Об этой истории поведал Жирардэ в общих чертах еще за обедом: подробности Скобелев узнал от самого Василия Васильевича позднее, когда они и вправду подружились. Но и услышанного сейчас было достаточно, чтобы обозвать себя дураком и надуто слушать нравоучения достопочтенного мэтра.

— Простите, мой дорогой, но как вам могла прийти в голову идея какой-то странной дуэли в полной темноте? Шутка весьма дурного вкуса, о чем его высокопревосходительство и уведомил вашего батюшку в специальном послании. Ваш батюшка написал ответное письмо, которое зачитал мне.

— И что же он пишет? — угрюмо поинтересовался Скобелев.

— Он просит его высокопревосходительство не держать вас более в Ташкенте, а командировать в отряды, действующие против номадов[19] . А матушка просила справиться о вашем здоровье и питании. Кроме того, она прислала вам посылку…

В посылке из отчего дома оказалось и отцовское вложение: бутылка отменного коньяка, что весьма обрадовало беспутного сына. В тот же вечер, едва проводив месье Жирардэ до снятого им номера в гостинице, ротмистр сунул завернутую в бумагу бутылку под мышку и отправился разыскивать Василия Васильевича.

Верещагин встретил его в изрядно перемазанном красками халате, но, видимо, со сна, а не от мольберта, и потому выглядел несколько недовольным, сказал:

— А!..

— Вот именно, — проворчал Скобелев и поставил на заваленный рисунками стол заветную отцовскую бутылку. — Давай мириться, Верещагин. Я был свински не прав.

— Мириться готов, только не за этим столом, — Василий Васильевич первым делом переставил бутылку, мгновенно оценив ее. — Неплохой коньячок нам предстоит, ротмистр. Правда, пить придется из кружек. Это тебя не слишком огорчит?

— Было бы что пить.

— Тут мы с тобой сходимся, — Верещагин притащил две солдатские кружки, кое-какую снедь и расположил все это на измазанной засохшими красками какой-то подставке. — Закуска, конечно, не ахти, но ты уж извини вольного художника.

Он сам деловито открыл бутылку, плеснул в стаканы.

— Ну?

— Прощаешь?

— Я, Мишка, искренность превыше всех качеств человеческих ценю, потому как Россия врет. Врет вся сплошь и сплошь беспардонно, привычно и равнодушно.
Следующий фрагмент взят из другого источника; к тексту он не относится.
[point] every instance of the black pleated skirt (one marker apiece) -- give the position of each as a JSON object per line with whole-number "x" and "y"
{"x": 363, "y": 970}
Они со вкусом выпили, со вкусом закусили. И только после этого Скобелев спросил:

— А где твой офицерский Георгий?

— Где-то в ящике валяется.

— Зачем же? Я свои ношу. Вот этот — Датского Королевства, а этот пожалован мне королем Сардинии.

— На мундире ордена смотрятся. А на блузе художника — извини, вроде блямбы не по чину.

— Надо по второй винной порции принять непременно, — вздохнул Скобелев. — Разговор — как на светском рауте. А мне хотелось бы по душам.

— Ну, давай по душам.

Приняли по второй и почему-то замолчали. Потом ротмистр спросил, не весьма, впрочем, уверенно:

— Ты знал, что смел до отчаянности?

— Знал? — Верещагин пожал плечами. — Нет. Скорее, наоборот. Я в детстве темного леса боялся. Особенно когда кругом — одни матерые ели. И — ветер. А они шумят и лапами машут.